Re: [PATCH v5 2/4] ls-files: optionally recurse into submodules

Stefan Beller <sbeller@xxxxxxxxxx> · Wed, 28 Sep 2016 15:11:23 -0700

On Wed, Sep 28, 2016 at 2:50 PM, Brandon Williams <bmwill@xxxxxxxxxx> wrote:
> Allow ls-files to recognize submodules in order to retrieve a list of
> files from a repository's submodules.  This is done by forking off a
> process to recursively call ls-files on all submodules.

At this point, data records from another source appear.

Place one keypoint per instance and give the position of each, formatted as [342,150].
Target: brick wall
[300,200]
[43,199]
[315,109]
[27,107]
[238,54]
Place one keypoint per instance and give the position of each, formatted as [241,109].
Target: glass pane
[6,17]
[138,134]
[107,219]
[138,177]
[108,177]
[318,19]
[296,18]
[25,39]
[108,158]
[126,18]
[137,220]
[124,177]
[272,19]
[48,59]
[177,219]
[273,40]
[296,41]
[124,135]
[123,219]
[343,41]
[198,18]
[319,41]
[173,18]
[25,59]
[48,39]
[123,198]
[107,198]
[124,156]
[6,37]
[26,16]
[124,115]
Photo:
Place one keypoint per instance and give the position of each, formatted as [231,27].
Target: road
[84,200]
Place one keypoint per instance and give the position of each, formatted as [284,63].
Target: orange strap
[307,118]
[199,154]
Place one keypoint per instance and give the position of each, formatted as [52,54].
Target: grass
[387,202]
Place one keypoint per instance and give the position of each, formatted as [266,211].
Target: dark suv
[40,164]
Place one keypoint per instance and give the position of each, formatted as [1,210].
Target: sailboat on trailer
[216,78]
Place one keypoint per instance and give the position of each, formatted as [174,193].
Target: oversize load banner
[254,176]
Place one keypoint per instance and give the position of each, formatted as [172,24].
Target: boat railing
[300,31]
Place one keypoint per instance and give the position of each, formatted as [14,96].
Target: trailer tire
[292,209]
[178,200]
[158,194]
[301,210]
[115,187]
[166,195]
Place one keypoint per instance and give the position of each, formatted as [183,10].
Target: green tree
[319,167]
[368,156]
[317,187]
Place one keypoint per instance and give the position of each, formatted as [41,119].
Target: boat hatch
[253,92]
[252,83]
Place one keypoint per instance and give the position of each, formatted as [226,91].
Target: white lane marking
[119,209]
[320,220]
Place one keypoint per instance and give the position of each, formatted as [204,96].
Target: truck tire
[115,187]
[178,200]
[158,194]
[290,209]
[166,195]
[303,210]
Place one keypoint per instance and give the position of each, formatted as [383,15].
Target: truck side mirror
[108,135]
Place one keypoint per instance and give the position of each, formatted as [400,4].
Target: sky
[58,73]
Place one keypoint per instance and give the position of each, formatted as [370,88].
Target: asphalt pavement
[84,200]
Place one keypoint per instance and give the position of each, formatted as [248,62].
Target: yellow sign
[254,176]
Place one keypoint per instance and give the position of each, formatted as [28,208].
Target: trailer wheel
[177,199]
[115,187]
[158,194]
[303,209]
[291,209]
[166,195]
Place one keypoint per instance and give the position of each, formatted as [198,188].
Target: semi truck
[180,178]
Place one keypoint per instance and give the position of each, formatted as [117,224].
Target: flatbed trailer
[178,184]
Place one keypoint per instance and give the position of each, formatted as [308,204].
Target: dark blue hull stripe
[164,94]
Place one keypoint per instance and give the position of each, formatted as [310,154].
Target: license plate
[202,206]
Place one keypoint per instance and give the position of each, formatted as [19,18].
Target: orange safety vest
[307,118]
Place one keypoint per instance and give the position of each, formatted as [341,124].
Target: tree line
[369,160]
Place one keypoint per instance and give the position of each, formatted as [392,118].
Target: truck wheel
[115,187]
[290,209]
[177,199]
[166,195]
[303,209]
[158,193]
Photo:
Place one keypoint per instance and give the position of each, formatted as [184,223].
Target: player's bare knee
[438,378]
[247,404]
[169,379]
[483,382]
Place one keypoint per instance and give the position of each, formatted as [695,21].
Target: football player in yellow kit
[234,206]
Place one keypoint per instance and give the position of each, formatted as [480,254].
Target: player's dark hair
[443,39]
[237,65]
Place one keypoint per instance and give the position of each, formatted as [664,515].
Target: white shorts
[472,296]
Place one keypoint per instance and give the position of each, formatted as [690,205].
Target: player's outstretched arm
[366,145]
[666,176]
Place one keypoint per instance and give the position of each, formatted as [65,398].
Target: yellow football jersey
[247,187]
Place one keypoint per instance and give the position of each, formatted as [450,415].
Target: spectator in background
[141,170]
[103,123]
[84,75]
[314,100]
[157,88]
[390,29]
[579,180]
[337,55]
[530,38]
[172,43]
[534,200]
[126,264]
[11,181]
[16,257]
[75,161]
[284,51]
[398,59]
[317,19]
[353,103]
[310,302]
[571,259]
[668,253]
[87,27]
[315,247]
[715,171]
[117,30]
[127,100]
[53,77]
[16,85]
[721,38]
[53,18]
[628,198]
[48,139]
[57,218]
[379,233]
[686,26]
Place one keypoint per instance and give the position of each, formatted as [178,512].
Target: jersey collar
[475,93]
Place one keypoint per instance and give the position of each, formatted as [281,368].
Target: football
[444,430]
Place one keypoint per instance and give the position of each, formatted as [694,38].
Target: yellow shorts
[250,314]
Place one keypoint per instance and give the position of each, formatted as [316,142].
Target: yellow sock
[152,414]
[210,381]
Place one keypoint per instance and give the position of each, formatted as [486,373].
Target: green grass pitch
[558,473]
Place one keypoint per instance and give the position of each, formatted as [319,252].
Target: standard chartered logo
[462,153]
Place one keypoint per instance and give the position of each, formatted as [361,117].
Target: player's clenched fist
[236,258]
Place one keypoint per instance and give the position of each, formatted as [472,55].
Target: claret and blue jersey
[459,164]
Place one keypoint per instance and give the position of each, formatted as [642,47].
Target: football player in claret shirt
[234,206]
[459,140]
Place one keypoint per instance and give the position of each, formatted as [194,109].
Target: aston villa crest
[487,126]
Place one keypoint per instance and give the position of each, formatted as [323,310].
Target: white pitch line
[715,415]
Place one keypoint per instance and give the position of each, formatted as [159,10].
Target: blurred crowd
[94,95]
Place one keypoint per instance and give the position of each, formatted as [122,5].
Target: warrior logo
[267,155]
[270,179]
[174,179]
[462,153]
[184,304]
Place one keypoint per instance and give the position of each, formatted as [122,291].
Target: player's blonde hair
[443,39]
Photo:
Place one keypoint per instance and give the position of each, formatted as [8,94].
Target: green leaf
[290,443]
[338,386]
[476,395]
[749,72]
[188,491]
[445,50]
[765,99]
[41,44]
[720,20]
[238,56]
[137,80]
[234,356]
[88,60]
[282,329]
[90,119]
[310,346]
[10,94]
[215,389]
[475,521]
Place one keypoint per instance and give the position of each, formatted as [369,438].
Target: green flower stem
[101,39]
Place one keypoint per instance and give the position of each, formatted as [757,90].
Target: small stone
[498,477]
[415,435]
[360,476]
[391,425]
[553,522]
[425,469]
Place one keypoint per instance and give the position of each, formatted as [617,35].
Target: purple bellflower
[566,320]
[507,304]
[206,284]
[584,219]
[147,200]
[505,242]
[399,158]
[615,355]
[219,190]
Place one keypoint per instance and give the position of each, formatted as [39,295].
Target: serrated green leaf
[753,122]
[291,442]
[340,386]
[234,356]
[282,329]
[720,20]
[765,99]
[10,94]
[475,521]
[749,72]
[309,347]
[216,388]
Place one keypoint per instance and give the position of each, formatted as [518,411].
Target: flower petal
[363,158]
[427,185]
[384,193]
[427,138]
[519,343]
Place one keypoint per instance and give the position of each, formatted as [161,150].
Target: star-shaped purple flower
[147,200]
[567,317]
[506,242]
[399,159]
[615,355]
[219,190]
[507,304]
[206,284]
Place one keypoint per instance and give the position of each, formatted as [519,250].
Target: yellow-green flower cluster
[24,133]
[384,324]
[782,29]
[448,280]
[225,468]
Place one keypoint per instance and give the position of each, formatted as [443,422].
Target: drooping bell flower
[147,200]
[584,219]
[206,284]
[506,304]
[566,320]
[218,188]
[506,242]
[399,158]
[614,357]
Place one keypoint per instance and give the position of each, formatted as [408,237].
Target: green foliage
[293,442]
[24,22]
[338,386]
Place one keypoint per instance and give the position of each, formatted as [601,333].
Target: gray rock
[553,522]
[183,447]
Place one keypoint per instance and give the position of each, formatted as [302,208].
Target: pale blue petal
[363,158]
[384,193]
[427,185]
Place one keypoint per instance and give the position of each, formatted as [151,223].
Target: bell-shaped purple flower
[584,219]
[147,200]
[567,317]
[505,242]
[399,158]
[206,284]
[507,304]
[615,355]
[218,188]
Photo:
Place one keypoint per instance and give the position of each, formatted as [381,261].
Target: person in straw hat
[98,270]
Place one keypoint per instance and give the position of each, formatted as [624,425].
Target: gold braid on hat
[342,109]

Use top-level
> --super-prefix option to pass a path to the submodule which it can
> use to prepend to output or pathspec matching logic.
>
> Signed-off-by: Brandon Williams <bmwill@xxxxxxxxxx>
> ---
>  Documentation/git-ls-files.txt         |   7 +-
>  builtin/ls-files.c                     | 139 ++++++++++++++++++++++++---------
>  git.c                                  |   2 +-
>  t/t3007-ls-files-recurse-submodules.sh | 100 ++++++++++++++++++++++++
>  4 files changed, 208 insertions(+), 40 deletions(-)
>  create mode 100755 t/t3007-ls-files-recurse-submodules.sh
>
> diff --git a/Documentation/git-ls-files.txt b/Documentation/git-ls-files.txt
> index 0d933ac..446209e 100644
> --- a/Documentation/git-ls-files.txt
> +++ b/Documentation/git-ls-files.txt
> @@ -18,7 +18,8 @@ SYNOPSIS
>                 [--exclude-per-directory=<file>]
>                 [--exclude-standard]
>                 [--error-unmatch] [--with-tree=<tree-ish>]
> -               [--full-name] [--abbrev] [--] [<file>...]
> +               [--full-name] [--recurse-submodules]
> +               [--abbrev] [--] [<file>...]
>
>  DESCRIPTION
>  -----------
> @@ -137,6 +138,10 @@ a space) at the start of each line:
>         option forces paths to be output relative to the project
>         top directory.
>
> +--recurse-submodules::
> +       Recursively calls ls-files on each submodule in the repository.
> +       Currently there is only support for the --cached mode.
> +
>  --abbrev[=<n>]::
>         Instead of showing the full 40-byte hexadecimal object
>         lines, show only a partial prefix.
> diff --git a/builtin/ls-files.c b/builtin/ls-files.c
> index 00ea91a..e0e5cf5 100644
> --- a/builtin/ls-files.c
> +++ b/builtin/ls-files.c
> @@ -14,6 +14,7 @@
>  #include "resolve-undo.h"
>  #include "string-list.h"
>  #include "pathspec.h"
> +#include "run-command.h"
>
>  static int abbrev;
>  static int show_deleted;
> @@ -28,8 +29,10 @@ static int show_valid_bit;
>  static int line_terminator = '\n';
>  static int debug_mode;
>  static int show_eol;
> +static int recurse_submodules;
>
>  static const char *prefix;
> +static const char *super_prefix;
>  static int max_prefix_len;
>  static int prefix_len;
>  static struct pathspec pathspec;
> @@ -68,6 +71,19 @@ static void write_eolinfo(const struct cache_entry *ce, const char *path)
>  static void write_name(const char *name)
>  {
>         /*
> +        * Prepend the super_prefix to name to construct the full_name to be
> +        * written.  'full_name' gets reused across output lines to minimize the
> +        * allocation churn.
> +        */

When doing these tricks with the allocation churn (i.e. we make it
hard to read and understand
for a reader, then we should do it completely, i.e. keep full_name in
the strbuf and
only do a strbuf_setlen to reset the buffer just a bit. With this
implementation we burden the
reader/user to understand how the memory is kept over multiple calls
to this function,
but we still do more work than expected). So either I'd not worry
about performance
and provide an 'obvious correct' implementation, with e.g. no static
here and we free the memory
correctly. Or you'd go the performance route, but then we'd usually
ask for numbers.
(How much faster is it; Does the trickyness trade off well to the
performance gain?)

> +       static struct strbuf full_name = STRBUF_INIT;
> +       if (super_prefix && *super_prefix) {

Why do we have to check twice here? Wouldn't just

    if (super_prefix) {
        ...

be enough?